Singapore Airlines reported a higher operating profit for its first quarter, as group revenue rose 5.6 percent.
Total revenue for the quarter to end June came in at SGD$3.86 billion, from the previous year period’s SGD$3.66 billion. Operating costs rose 3.4 percent to SGD$3.58 billion, resulting in an operating profit of SGD$280.8 million.
The full service Singapore Airlines contributed SGD$241 million of the operating profit, but regional carrier SilkAir and budget brands Tigerair and Scoot only managed a SGD$10 million contribution to profits between them.
SIA Cargo made a SGD$6 million operating profit on higher revenue as it carried more freight during the period.
Net profit fell in comparison to 1Q16 as last year included proceeds of the sale of the airline’s stake in Hong Kong Aero Engine Services. Q1 net profit came in at SGD$235 million, down SGD$22 million from last year.

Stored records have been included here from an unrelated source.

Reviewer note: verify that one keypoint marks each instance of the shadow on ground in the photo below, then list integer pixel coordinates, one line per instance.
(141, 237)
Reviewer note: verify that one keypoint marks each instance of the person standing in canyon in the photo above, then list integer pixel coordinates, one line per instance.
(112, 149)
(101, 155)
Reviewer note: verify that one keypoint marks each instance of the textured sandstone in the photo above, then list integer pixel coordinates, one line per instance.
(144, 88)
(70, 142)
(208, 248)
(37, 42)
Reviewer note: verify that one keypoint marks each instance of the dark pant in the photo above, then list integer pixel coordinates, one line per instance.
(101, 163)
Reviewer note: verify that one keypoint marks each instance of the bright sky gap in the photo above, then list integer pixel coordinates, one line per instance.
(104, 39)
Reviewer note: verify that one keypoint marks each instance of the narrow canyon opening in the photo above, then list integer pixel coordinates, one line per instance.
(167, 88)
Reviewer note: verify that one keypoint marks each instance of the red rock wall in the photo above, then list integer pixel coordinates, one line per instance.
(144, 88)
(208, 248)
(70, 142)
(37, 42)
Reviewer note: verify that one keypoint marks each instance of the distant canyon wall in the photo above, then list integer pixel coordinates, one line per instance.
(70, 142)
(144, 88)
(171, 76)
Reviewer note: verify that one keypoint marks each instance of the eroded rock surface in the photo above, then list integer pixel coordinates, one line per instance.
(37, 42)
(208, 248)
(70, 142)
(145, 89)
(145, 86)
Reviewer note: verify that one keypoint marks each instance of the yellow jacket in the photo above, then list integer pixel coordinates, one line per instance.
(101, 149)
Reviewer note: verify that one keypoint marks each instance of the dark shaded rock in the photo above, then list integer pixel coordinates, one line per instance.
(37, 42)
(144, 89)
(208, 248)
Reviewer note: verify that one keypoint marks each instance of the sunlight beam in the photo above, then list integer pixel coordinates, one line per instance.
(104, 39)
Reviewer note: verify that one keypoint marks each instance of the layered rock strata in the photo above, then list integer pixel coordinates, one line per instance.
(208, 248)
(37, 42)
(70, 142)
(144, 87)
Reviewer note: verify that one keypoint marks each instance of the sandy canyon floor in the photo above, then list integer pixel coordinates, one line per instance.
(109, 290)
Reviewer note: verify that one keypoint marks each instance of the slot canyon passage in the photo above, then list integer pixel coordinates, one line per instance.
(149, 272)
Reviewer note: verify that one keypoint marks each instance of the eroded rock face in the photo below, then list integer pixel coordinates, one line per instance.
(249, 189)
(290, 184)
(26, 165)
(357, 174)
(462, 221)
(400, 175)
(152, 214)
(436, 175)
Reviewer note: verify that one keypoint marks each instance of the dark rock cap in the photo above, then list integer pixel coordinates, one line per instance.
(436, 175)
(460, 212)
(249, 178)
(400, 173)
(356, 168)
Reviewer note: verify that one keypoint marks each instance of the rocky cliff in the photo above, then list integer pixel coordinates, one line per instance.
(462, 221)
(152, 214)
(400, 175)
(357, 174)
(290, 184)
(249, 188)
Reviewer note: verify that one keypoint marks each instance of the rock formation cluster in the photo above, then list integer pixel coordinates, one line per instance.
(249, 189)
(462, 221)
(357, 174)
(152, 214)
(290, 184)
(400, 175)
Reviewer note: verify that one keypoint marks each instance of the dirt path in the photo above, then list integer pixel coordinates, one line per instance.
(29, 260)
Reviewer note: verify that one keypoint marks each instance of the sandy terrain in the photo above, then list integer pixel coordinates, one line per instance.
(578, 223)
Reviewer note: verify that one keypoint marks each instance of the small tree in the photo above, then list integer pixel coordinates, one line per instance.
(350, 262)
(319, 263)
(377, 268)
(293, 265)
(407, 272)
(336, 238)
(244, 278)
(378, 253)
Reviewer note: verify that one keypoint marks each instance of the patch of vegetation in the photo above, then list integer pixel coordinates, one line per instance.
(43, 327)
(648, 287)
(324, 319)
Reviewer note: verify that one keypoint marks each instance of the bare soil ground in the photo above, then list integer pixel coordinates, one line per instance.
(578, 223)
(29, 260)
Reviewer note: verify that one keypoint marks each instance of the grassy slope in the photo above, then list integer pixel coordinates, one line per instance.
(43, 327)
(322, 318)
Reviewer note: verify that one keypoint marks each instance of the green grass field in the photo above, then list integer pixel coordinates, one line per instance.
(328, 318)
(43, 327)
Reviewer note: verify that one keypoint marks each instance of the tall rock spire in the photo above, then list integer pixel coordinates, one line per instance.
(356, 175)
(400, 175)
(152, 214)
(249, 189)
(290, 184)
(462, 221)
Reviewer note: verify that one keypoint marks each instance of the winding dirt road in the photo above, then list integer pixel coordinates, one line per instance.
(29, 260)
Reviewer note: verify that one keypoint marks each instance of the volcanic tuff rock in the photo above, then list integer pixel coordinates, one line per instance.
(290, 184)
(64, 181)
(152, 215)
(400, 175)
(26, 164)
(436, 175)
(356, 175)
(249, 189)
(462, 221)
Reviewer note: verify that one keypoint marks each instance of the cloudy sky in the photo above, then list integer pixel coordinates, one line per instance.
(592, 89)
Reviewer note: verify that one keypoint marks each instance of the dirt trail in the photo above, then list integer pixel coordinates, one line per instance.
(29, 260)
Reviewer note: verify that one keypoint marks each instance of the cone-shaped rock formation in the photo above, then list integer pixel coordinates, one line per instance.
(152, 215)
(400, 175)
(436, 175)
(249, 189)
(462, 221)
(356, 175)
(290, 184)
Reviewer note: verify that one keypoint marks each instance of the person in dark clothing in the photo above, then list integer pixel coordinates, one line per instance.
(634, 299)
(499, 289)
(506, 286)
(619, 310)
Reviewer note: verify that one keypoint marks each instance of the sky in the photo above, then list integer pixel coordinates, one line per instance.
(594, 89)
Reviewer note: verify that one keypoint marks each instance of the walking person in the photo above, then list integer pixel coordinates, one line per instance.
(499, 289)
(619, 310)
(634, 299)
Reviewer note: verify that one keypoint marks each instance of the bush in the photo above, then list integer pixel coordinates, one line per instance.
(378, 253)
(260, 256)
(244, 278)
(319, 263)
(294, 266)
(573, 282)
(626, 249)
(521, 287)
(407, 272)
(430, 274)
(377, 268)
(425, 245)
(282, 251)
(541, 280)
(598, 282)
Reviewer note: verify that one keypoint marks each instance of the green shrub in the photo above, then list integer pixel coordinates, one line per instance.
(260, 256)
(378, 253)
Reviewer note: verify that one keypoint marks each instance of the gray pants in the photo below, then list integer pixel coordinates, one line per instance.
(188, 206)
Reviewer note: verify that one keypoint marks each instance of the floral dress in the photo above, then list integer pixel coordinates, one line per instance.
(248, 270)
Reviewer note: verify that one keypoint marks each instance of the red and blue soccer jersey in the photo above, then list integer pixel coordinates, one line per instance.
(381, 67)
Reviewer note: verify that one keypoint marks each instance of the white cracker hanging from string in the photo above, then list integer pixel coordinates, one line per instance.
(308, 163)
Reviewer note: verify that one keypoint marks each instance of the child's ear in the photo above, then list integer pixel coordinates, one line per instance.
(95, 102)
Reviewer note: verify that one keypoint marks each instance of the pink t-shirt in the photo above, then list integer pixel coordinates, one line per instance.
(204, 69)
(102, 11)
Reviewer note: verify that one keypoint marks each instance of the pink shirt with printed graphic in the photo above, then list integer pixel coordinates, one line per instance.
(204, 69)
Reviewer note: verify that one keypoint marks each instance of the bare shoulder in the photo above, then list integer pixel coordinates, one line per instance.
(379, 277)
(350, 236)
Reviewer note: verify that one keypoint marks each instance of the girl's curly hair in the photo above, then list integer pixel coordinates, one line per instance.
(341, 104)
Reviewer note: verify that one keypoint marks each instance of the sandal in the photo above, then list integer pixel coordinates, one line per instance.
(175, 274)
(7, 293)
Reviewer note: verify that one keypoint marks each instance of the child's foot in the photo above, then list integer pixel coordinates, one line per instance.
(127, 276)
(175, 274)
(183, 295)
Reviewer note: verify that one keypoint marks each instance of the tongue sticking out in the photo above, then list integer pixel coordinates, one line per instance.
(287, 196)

Group airlines carried 8.14 million passengers in the quarter, a 6.6 percent increase from the previous year. RPK (revenue passenger km) passenger traffic was up 7.6 percent on an ASK capacity increase of 2.8 percent. The resulting load factor was 80.2 percent, a 3.6 percentage point increase. Passenger yield fell 3.1 percent.

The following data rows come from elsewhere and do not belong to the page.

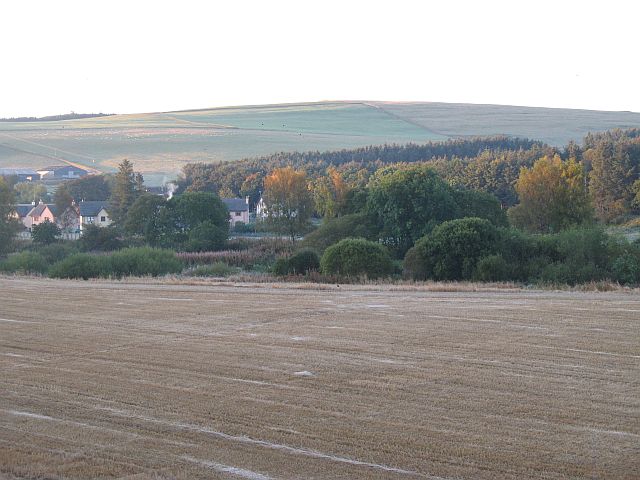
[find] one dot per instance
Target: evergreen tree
(126, 188)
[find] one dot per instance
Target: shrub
(356, 257)
(281, 267)
(453, 249)
(25, 262)
(492, 268)
(45, 233)
(218, 269)
(143, 261)
(333, 230)
(472, 203)
(248, 253)
(99, 239)
(205, 237)
(128, 262)
(626, 269)
(300, 263)
(79, 265)
(57, 251)
(241, 227)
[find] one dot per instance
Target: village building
(66, 172)
(38, 214)
(22, 174)
(94, 213)
(261, 210)
(238, 210)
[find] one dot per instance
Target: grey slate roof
(236, 204)
(91, 209)
(22, 209)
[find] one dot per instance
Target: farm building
(22, 174)
(238, 210)
(94, 213)
(61, 172)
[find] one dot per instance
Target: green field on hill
(159, 144)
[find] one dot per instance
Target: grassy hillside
(159, 144)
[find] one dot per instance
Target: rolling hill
(159, 144)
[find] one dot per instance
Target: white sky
(141, 56)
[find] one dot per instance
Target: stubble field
(139, 380)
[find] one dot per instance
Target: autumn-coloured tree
(288, 201)
(552, 196)
(127, 187)
(613, 172)
(9, 225)
(330, 194)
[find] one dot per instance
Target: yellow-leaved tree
(288, 201)
(552, 195)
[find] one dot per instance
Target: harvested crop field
(137, 380)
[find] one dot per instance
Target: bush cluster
(217, 269)
(357, 257)
(474, 249)
(142, 261)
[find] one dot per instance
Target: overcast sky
(143, 56)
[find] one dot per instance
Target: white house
(94, 213)
(238, 210)
(62, 171)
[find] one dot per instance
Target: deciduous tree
(9, 225)
(552, 196)
(288, 201)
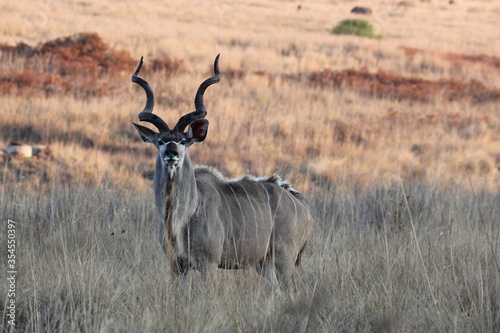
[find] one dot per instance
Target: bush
(356, 27)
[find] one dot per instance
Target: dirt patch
(485, 60)
(396, 87)
(82, 65)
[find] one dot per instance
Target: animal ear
(198, 130)
(146, 134)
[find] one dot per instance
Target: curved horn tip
(216, 64)
(138, 68)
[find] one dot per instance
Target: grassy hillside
(387, 138)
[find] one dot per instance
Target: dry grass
(341, 117)
(408, 259)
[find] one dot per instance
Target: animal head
(172, 144)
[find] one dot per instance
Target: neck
(176, 198)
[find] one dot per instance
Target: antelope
(208, 221)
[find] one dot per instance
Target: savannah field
(394, 141)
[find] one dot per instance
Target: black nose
(171, 154)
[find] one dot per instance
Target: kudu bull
(208, 221)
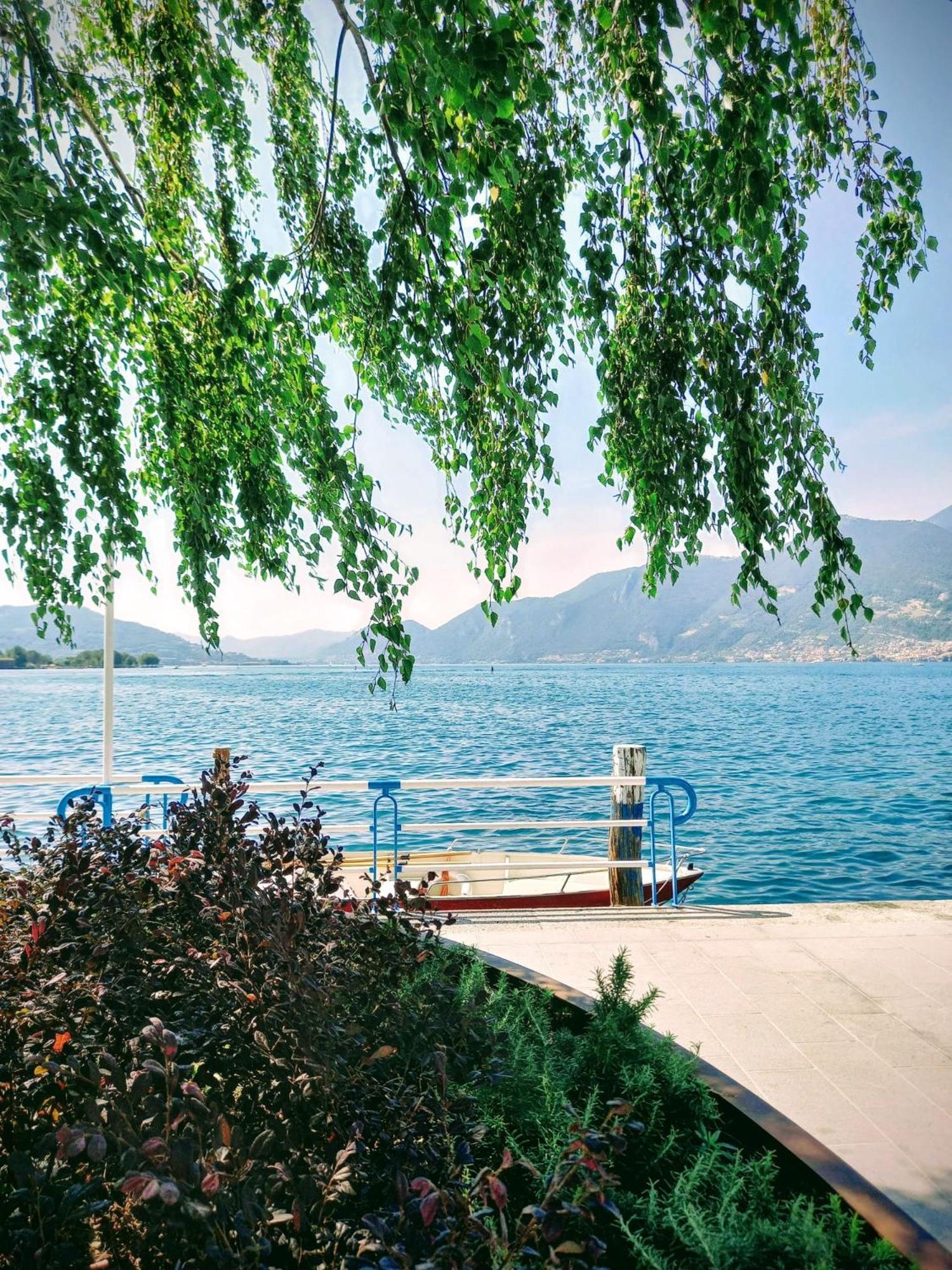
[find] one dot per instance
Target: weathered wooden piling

The airline said the outlook for the airline industry remains challenging, with global economic uncertainty and geopolitical concerns plus over-capacity continuing to dampen yields.
SIA put four additional Airbus A350s into service during the quarter and removed an A380 and an A330 in preparation for end of lease return. Scoot took delivery of two 787-8s, adding to the 12 Dreamliners already in service.
During the quarter, SIA completed the integration of low cost units Scoot and Tigerair, with both now operating under the Scoot brand name.